The Inhibitor Testing Core will assess inhibitors from the three Projects for antifungal activity. These assessments will follow an algorithm of highly standardized in vitro screens, followed by cell-based toxicity and murine maximum tolerated dose studies and a prioritized strategy of rigorous in vivo studies. In this way, the Core will help Project investigators identify those inhibitors with the highest translational potential.
- Test novel inhibitors for in vitro antifungal activity. Initially, we will perform standardized, highthroughput evaluations of antifungal susceptibility for inhibitors from each of the three Projects. Subsequently, inhibitors of particular interest will be tested in a prioritized manner against a broader array of clinically-relevant fungi, as well as in combination with other antifungal agents to assess for synergistic activity. These synergy tests will be performed with FDA-approved antifungal classes (polyenes, azoles, echinocandins, flucytosine), with immunosuppressants (calcineurin inhibitors, Tor inhibitors, purine biosynthesis inhibitors), and with selected pathway inhibitors from other Projects in this proposal.

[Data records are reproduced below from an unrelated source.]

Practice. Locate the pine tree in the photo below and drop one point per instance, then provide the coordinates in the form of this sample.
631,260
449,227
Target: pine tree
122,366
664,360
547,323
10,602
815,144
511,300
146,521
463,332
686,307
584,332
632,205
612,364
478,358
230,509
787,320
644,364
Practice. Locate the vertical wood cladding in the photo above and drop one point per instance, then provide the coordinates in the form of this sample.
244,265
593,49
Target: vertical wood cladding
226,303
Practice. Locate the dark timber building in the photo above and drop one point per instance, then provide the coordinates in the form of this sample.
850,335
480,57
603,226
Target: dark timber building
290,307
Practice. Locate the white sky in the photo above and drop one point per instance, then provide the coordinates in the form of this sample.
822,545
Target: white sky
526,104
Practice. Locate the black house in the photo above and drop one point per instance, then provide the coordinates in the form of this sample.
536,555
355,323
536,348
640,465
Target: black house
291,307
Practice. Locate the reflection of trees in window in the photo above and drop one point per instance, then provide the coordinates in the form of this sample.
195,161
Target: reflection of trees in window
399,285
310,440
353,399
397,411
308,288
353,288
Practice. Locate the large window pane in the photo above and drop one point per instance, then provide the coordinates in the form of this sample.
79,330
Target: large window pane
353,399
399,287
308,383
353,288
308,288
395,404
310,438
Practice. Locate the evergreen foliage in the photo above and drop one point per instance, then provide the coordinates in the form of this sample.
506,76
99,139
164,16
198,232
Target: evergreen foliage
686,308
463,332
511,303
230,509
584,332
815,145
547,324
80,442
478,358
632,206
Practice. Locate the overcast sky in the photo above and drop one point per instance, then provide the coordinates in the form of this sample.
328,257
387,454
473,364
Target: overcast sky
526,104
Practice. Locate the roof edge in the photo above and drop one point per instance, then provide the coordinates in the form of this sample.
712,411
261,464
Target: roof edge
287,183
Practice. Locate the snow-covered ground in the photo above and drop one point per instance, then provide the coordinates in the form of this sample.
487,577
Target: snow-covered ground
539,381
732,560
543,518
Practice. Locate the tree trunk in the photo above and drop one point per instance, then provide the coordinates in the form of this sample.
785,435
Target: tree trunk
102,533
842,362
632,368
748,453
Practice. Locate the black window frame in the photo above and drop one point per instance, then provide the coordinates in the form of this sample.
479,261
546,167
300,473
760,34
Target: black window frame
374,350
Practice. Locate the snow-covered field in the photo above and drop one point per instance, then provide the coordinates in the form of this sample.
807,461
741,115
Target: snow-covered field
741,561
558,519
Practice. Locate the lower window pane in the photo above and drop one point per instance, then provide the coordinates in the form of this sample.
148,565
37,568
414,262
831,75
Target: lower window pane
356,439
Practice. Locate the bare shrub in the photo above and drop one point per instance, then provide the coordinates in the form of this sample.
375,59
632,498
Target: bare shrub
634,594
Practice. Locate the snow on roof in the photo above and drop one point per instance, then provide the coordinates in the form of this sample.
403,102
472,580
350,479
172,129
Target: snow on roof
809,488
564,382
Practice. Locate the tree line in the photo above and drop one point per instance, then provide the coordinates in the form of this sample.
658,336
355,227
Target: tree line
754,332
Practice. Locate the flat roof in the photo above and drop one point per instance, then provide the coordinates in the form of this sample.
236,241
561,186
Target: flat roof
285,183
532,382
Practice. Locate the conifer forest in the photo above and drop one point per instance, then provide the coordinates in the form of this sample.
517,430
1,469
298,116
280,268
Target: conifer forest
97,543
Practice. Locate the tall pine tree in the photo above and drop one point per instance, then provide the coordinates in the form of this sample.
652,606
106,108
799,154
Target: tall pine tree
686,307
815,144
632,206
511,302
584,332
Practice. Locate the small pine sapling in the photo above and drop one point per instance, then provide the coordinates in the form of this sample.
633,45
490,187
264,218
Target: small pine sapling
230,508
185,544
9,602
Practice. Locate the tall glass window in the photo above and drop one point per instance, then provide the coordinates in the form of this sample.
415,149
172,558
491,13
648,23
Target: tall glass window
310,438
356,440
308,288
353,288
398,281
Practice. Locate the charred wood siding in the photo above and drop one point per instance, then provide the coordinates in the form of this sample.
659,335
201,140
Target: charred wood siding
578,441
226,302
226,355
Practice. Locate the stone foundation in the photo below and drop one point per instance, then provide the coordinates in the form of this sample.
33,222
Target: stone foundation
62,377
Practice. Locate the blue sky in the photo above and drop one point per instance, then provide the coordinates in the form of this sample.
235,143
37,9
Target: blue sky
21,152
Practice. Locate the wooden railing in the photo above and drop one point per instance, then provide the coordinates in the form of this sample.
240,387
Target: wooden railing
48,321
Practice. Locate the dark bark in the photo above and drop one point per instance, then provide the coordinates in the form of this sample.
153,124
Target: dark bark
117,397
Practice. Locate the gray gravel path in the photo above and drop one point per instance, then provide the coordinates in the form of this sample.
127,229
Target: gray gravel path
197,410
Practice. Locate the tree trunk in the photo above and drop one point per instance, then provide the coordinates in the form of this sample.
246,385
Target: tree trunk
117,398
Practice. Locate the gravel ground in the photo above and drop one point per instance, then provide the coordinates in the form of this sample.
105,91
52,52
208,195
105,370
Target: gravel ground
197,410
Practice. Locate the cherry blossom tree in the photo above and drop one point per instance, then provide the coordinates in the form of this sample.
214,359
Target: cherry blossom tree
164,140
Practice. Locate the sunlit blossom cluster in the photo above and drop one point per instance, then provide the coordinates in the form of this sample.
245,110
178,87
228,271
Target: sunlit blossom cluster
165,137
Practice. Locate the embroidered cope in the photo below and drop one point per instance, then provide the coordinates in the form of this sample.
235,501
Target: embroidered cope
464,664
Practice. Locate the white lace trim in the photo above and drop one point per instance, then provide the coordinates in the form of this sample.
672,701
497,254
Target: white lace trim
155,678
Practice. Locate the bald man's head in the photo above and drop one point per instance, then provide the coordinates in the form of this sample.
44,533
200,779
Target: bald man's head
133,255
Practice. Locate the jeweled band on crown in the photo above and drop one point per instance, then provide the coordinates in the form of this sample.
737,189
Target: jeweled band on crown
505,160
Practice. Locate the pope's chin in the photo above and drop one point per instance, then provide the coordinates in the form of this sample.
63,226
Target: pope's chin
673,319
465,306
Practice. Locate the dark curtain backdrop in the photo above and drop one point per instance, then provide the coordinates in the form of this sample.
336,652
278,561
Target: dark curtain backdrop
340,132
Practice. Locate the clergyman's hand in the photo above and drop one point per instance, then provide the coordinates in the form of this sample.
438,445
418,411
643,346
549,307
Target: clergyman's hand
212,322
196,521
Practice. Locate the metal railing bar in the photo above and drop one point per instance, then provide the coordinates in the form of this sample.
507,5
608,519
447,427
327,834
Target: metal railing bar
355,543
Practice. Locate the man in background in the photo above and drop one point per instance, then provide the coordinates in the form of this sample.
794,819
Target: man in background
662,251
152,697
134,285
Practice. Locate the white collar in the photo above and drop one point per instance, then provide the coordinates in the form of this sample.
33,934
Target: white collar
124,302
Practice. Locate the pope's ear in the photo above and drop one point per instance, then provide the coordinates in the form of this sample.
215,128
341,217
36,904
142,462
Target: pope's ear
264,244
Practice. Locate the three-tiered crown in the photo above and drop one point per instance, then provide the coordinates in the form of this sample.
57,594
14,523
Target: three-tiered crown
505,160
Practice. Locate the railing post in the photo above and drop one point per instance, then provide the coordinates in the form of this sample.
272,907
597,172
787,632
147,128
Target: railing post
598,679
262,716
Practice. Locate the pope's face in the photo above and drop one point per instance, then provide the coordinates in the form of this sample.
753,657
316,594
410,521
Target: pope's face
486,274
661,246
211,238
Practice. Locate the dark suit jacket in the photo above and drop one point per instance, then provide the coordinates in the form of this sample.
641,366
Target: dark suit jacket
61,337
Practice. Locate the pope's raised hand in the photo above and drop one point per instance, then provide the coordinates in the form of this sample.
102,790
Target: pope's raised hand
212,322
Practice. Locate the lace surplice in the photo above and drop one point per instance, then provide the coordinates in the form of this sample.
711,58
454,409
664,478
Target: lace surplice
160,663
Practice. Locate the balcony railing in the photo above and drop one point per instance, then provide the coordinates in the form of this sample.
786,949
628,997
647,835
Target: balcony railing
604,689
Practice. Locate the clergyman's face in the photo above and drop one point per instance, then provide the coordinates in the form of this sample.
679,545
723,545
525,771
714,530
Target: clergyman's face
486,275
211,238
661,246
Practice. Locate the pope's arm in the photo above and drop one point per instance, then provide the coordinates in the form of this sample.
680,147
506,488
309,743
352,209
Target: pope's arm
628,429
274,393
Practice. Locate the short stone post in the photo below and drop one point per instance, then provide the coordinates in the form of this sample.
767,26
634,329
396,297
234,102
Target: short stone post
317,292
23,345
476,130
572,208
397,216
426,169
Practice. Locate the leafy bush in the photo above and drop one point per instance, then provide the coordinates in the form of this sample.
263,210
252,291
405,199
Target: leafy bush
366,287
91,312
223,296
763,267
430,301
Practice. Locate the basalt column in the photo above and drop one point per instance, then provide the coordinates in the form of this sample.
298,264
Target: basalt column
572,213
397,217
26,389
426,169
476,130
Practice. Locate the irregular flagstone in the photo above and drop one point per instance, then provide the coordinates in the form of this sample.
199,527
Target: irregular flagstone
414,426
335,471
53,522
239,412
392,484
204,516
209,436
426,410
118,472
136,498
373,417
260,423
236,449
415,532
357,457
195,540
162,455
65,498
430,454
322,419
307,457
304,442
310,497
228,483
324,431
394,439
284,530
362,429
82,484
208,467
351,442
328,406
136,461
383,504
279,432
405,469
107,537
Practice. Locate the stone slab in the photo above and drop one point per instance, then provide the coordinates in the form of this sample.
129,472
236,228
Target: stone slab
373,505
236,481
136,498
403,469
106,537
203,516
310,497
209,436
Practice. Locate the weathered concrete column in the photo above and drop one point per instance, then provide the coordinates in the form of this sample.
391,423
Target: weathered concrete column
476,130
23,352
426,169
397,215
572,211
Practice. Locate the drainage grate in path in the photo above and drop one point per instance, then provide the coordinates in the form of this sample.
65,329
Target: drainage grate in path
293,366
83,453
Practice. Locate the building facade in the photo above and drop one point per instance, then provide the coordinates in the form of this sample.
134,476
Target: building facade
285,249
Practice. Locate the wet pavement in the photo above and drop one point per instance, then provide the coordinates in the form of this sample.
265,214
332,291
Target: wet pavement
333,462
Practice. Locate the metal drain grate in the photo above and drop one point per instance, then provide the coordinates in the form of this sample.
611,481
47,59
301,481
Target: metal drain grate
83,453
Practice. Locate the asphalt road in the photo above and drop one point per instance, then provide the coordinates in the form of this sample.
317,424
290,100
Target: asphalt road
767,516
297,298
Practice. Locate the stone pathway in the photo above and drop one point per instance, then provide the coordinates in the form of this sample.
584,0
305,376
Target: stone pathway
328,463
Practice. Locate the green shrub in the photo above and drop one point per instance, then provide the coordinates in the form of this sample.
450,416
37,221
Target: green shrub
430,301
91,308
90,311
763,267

- Analyze mammalian toxicity profile of active novel inhibitors. We will define the in vitro toxicity of active inhibitors as measured by mammalian cell cytotoxicity using human red blood cell hemolysis, followed by human respiratory cells (A549), and human kidney cells (HEK293). Secondary evaluation will define animal toxicity, including a murine maximum tolerated dose and evaluation of acute and chronic murine toxicities.
- Test inhibitors for efficacy in animal models of the major invasive fungal pathogens. Inhibitors with in vitro activity, and acceptable toxicity, will be assessed in vivo using targeted animal models of the major invasive fungal infections. The choice of animal models will be guided by in vitro antifungal activity against the various fungal species. Testing will be also prioritized to begin with invasive candidiasis, followed by invasive aspergillosis, and then proceed to cryptococcal meningitis/pulmonary cryptococcosis and mucormycosis.
Synergies with Other Projects and Cores
The Inhibitor Testing Core will conduct detailed pre-clinical in vitro and in vivo evaluation of the novel inhibitors arising from Projects 1, 2, and 3. The Core will unify all three Projects by using standard methods, materials, and facilities for a complete evaluation of the activity of the inhibitors contributed by each Project. Importantly, the Core will promote synergy among the distinct Projects by analyzing for additive activity of combinations of active inhibitors generated from the three Projects. Results of inhibitor testing will be interpreted in regular meetings with each Project Leader, thereby interfacing each Project directly with Core leadership, and facilitating any possible additional chemical modifications needed.
The Core will provide exceptional value to the overall Program Project. First, it will efficiently test for in vitro and in vivo activity in one facility, allowing each Project team to focus on their particular biological pathway. Additionally, the combined Core personnel will provide practical expertise in each fungal pathogen. This will result in an independent assessment of each Project’s compounds for real translational potential, rather than theoretical antifungal effects. Outside of this comprehensive Core and the synergistic Program Project grant, limited resources and narrow focus would not allow the evaluation of combinations of novel inhibitors, nor the assessment of inhibitor efficacy/toxicity in relevant animal models of four separate invasive fungal diseases. Therefore, this Core provides essential support for true inter-Project synergy.